Posted on | January 22, 1999 | Comments Off on Peer Review’s Advantages for Teachers, Schools, Kids

 

Julia Koppich and Charles Kerchner, in Sacramento Bee,  1/21/1999, p. B9.

Gov. Gray Davis’ proposal for peer review for teachers comes at a good time, with a November Lou Harris poll showing that nearly 90 percent of Californians rate “ensuring a well-qualified teacher in every classroom” key to increasing student achievement. Current methods of evaluation neither identify poor teachers nor help already good teachers continue to improve. Peer review could remedy this.

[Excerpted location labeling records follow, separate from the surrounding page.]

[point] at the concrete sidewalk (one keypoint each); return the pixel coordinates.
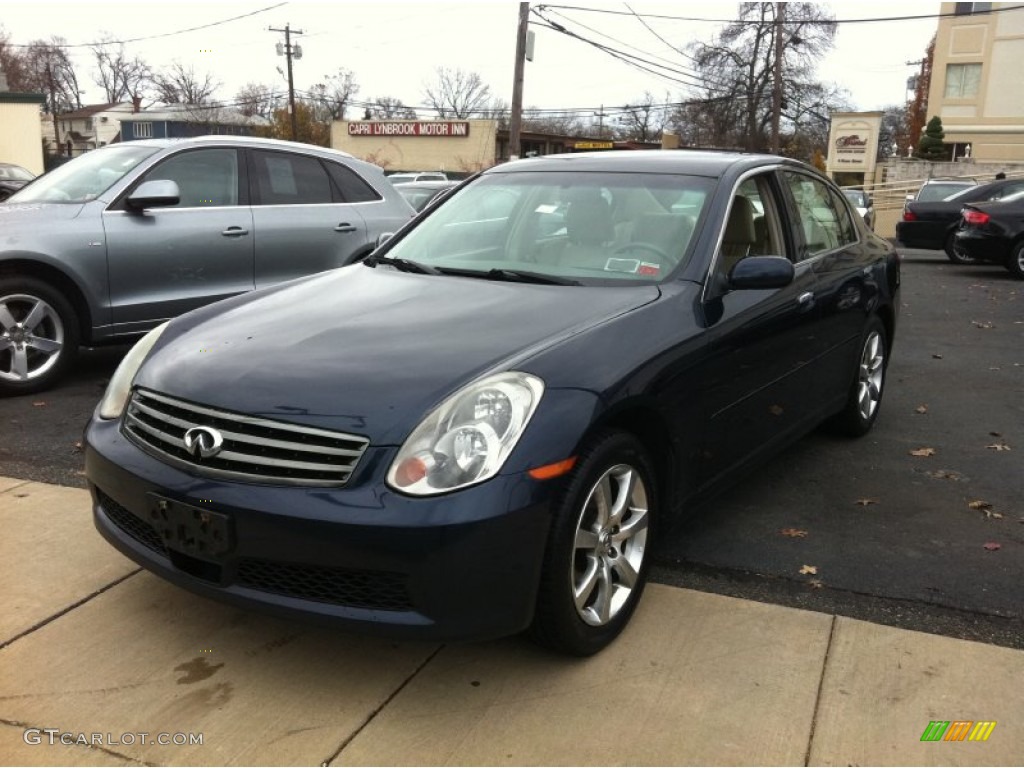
(101, 651)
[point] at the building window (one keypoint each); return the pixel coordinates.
(963, 81)
(964, 9)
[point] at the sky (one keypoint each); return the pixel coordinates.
(394, 48)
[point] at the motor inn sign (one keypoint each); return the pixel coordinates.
(432, 128)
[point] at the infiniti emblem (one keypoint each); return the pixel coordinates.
(203, 442)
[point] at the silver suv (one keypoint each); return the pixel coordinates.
(124, 238)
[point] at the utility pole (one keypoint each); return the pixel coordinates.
(515, 124)
(290, 51)
(776, 95)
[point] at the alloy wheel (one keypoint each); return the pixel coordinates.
(32, 336)
(872, 368)
(610, 545)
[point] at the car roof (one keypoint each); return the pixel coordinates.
(691, 162)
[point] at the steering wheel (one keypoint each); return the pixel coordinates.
(640, 246)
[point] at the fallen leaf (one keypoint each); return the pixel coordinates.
(945, 474)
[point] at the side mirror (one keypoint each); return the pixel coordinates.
(761, 271)
(158, 194)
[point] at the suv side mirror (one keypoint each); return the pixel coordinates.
(157, 194)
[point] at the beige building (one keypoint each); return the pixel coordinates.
(977, 85)
(20, 138)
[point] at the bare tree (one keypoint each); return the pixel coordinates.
(120, 76)
(389, 108)
(737, 68)
(178, 84)
(331, 98)
(457, 93)
(257, 99)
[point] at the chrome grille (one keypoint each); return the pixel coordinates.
(254, 450)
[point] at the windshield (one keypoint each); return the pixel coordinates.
(85, 177)
(14, 173)
(594, 228)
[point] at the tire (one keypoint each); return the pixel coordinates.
(957, 257)
(596, 562)
(864, 400)
(39, 335)
(1015, 262)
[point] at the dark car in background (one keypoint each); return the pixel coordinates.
(12, 178)
(486, 425)
(933, 224)
(993, 233)
(421, 194)
(121, 239)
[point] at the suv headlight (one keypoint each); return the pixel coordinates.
(467, 438)
(118, 390)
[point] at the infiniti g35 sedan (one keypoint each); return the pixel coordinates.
(485, 426)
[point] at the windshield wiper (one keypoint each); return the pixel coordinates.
(514, 275)
(402, 265)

San Diego County’s Poway Unified School District offers a successful model. The review there, part of the contract between the district and the teachers union, is patterned after the first U.S. peer review program begun in Toledo, Ohio, in 1981. Usually a program monitors new teachers and is governed by a joint panel-teachers appointed by the union, administrators by the district. The union often seeks peer review because it is dissatisfied with teacher evaluation, which typically is conducted by overworked administrators who have neither adequate time nor training to make the assessments.

Every reviewing system we have encountered relies on mentors selected by a joint panel. School districts in Rochester, NY; Columbus, Cincinnati and Toledo, Ohio; Minneapolis and elsewhere offer similar models. Mentor qualifications include a minimum number of years of successful teaching-in Poway it’s five and in Rochester seven-along with screening and an interview by the joint panel. Rochester’s mentors also must submit letters of recommendation from other teachers and their principal.

In some programs, such as Poway’s, mentors are released full time from the classroom for three years. In Rochester, they’re released part-time, and continue to teach part-time. They receive a stipend-in Poway, $4,300 a year to work with up to 15 teachers; in Rochester, they receive 5 percent to 10 percent above base salary, depending on how many teachers they oversee, and work with four to 10 teachers.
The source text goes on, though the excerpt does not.